When families put together a spending plan, it used to be that rent or a mortgage consumed the largest portion of the family budget. In today's economy, however, healthcare is quickly becoming the largest expense.
An employer-sponsored health plan will now exceed $25,826 for a family of four in 2016 – triple the price it was in 2001, according to the new Milliman Medical Index, an annual report on healthcare spending. Although employers carry about 57 percent of the cost, families will pay at least $11,033 this year.
In comparison, average housing costs for owner-occupied homes run about $12,552 annually and rental units are $11,208, according to the U.S. Census Bureau's latest data.
With healthcare becoming so expensive for families and employers, many were hoping the Affordable Care Act would have reduced healthcare spending. Unfortunately, however, the ACA failed to address the biggest driver of costs: wasteful disbursements.
Doctors will tell you every day they order more tests, exams and medications than are clinically necessary. They will order MRIs, x-rays, blood work, CT scans or prescriptions to reduce anxiety in their patients and eliminate the possibility of a lawsuit. This is known as wasteful, defensive medicine.

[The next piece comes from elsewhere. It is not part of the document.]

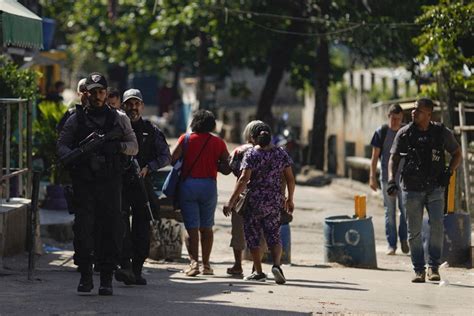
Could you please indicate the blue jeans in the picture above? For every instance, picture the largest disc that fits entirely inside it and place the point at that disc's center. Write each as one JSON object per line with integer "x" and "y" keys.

For example, a patient enters an emergency room with chest pains and a simple blood test shows no elevated enzymes which would indicate a heart attack. But because of fear about a misdiagnosis, the family urges additional testing. After ordering additional, expensive tests, the physician indicates the patient has indigestion and sends the patient home with proper medication.
On Wednesday, the Republican House led by Speaker Paul Ryan proposed an alternative to the ACA. Several of those free market ideas such as expanding Health Savings Accounts, block granting Medicaid and turning Medicare into a voucher plan could bring some restraints on spending but none will truly put the brakes on defensive medicine.
A national survey released last year by the Official Journal of the Congress of Neurological Surgeons found that more than 75 percent of neurosurgeons said they practice defensive medicine. Gallup says one in four healthcare dollars is spent on defensive medicine.
To make healthcare costs more manageable, we need to decrease such waste. One idea now before five state Legislatures would abolish the medical malpractice system so doctors would no longer feel the need to practice such defensive medicine. Instead, each state would replace its malpractice system with a no-blame, administrative model similar to workers compensation.
In the new system, patients who have been harmed would not have to endure an extensive litigation system. Instead, an injured patient would file a claim which would be analyzed in a timely manner and resolved by a panel of healthcare experts and an administrative law judge. If the panel concluded the patient suffered a medical injury, he or she would be fairly and quickly compensated based on traditional payouts in the legal system.
BioScience Valuation, a healthcare economics firm, projects an annual savings of $453 billion in healthcare costs if we adopt a PCS model nationwide we would see a reduction in defensive medicine's impact on healthcare costs.
Doctors would also feel empowered to work on patient safety as they would not be in fear of admitting their errors as their personal wealth would not be in jeopardy. As a result, we would have better outcomes for patients as hospitals and physicians could work together to adopt best practices.
Health insurance is not going to get any cheaper for most of us. New data from the Kaiser Family Foundation finds that health insurance premiums are expected to rise an average of 10 percent in 14 metropolitan areas in 2017. In some states, such as Georgia, some carriers such as Humana are seeking a 65 percent rate increase.
If we are to bring sanity to healthcare spending and restore it to its proper place in our all our budgets, it's time to tackle waste. A bold move to discourage doctors from picking up their pen and ordering what is unnecessary is just is what is needed to make healthcare affordable for individuals and business alike.